Already, subsidy negotiations with the licensees had been concluded by the Commission and efforts are being tidied up by the telecoms regulator to secure Federal Government’s approval for the disbursement of the counterpart funding to the licensees.
This, however, will be disbursed to the InfraCos upon attainment of certain milestones in their area of deployment.
During a visit by the United States Trade and Development Agency (USTDA) to the Commission earlier in 2019, Danbatta had said that, “NCC had concluded the process leading to the disbursement of subsidies to the six licensed InfraCos in line with the digital transformation agenda of the Federal Government. The subsidy will augment the InfraCos’ capital expenditure (CAPEX).”

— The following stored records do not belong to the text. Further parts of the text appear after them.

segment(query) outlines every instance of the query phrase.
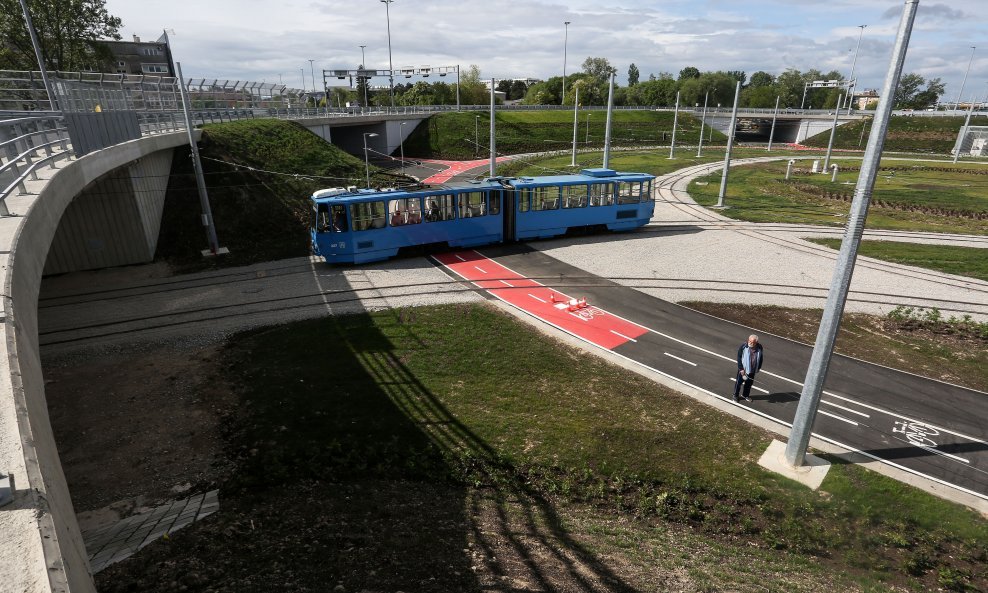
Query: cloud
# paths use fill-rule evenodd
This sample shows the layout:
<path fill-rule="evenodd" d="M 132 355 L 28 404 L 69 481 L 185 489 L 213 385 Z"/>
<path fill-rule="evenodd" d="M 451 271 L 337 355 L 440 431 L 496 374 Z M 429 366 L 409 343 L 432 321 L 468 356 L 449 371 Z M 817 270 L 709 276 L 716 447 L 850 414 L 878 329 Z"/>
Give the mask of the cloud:
<path fill-rule="evenodd" d="M 932 18 L 944 21 L 962 21 L 968 18 L 962 10 L 955 10 L 946 4 L 920 4 L 917 18 Z M 902 15 L 902 5 L 893 6 L 885 11 L 883 19 L 899 18 Z"/>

Spectrum Auctions and Related Initiatives
Spectrum is a scare resource. So, one aspect of the Commission’s regulatory activities which has added the needed fillip to its accomplishment with regards to broadband penetration is in the area of effective utilization of available spectrum.
The Commission, apart from achieving and surpassing the 30 per cent broadband penetration, the NCC had recorded some broadband-driving successes, especially in the area of spectrum auctions.
These include the auction of the six slots of 2×5 megahertz (MHz) in the 2.6 gigahertz (GHz) Band, re-planning of the 800 MHz band for Long Term Evolution (LTE), licensing of two slots of 10 MHz each in the 700 MHz band, as well as the opening up of the E-band spectrum 70/80 GHz band for both last-mile and backhaul services.
Other regulatory instruments by the Commission in this regards include the Spectrum Trading Framework, which allows for transferability of spectrum licence from a dormant licensee to another operator that needs such spectrum which has been redundant for the deployment telecom services.
All these efforts are in keeping with the commitment of the Commission, as articulated by Prof. Umar Danbatta early in 2015 that “NCC will develop and implement flexible, market-oriented spectrum regulatory policies that promote highly-efficient use of spectrum in ways that stimulate innovation, investment, and job creation and increased consumer benefits.”